State Court Administrator Terry Corson told the Senate Transportation committee on Jan. 30 that traffic‑citation filings are down across several categories since the COVID period and that the decline has reduced revenue for programs funded by ticket proceeds.
"They went way down during the COVID period," Corson said, describing a sustained lower volume in tickets for offenses such as failure to display license plates and expired vehicle inspections. Corson said a recent 10‑year data review shows fewer tickets in many categories and that a separate, smaller category tracks failure to display both front and rear plates.
Corson told senators the share the courts received last year was about $750,000, compared with more than $1,000,000 roughly a decade earlier, and warned that the revenue decline has meant less funding for program lines that historically drew on ticket proceeds, including victim compensation and technology funds. "That funded our tech fund and why the heck of us should then ask for the tech fund to be supplemented by additional funds because the traffic ticket revenue had gone down so much," Corson said.
Committee members asked for a breakdown of collections by how fines are processed and by which agency wrote the ticket. Corson and Joanne, a coordinator for various courts including the Judicial Bureau, said the distribution of proceeds depends on the code used to charge an offense: when a municipality charges an adopted local ordinance, roughly half of an average ticket (about $87.50 of a cited $162 average) flows to the municipality; other state‑coded violations go to the state transportation fund.

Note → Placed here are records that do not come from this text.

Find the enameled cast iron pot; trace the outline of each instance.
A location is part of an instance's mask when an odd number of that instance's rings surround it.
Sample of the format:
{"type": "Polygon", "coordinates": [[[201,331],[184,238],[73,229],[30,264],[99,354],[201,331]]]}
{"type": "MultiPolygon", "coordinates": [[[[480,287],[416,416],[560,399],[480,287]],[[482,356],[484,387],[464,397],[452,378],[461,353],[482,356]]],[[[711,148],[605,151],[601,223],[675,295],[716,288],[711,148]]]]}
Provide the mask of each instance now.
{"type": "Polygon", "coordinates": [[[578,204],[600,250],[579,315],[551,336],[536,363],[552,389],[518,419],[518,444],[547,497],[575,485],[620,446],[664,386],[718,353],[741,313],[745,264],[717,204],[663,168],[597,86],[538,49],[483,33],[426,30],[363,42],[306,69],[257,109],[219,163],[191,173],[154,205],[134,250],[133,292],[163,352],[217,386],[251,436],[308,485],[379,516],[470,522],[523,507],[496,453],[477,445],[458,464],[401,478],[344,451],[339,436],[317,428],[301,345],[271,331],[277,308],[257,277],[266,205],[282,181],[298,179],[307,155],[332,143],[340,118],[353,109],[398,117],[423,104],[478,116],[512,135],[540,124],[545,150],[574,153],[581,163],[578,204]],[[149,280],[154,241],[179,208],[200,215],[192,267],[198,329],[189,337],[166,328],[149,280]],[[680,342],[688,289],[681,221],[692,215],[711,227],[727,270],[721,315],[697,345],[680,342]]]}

Corson also noted collection policy changes that reduced incentives for payment — for example, removing license‑reinstatement ties to unpaid fines — and the committee discussed how that has affected overall collections. Corson said she will provide the committee with the amounts collected in the last year and over 10 years and will work with finance staff to determine whether collections can be broken down by the issuing agency (state police, sheriffs, municipal officers) or by the collection mechanism (tax refund intercepts, private collection agency "Alliance," etc.).
No formal actions were taken at the hearing; Corson and staff agreed to supply follow‑up data to the committee.
The committee asked that future briefings include Kelly from the finance office so senators can see immediate revenue figures and a clearer breakdown of who issues tickets and how much is collected from each source.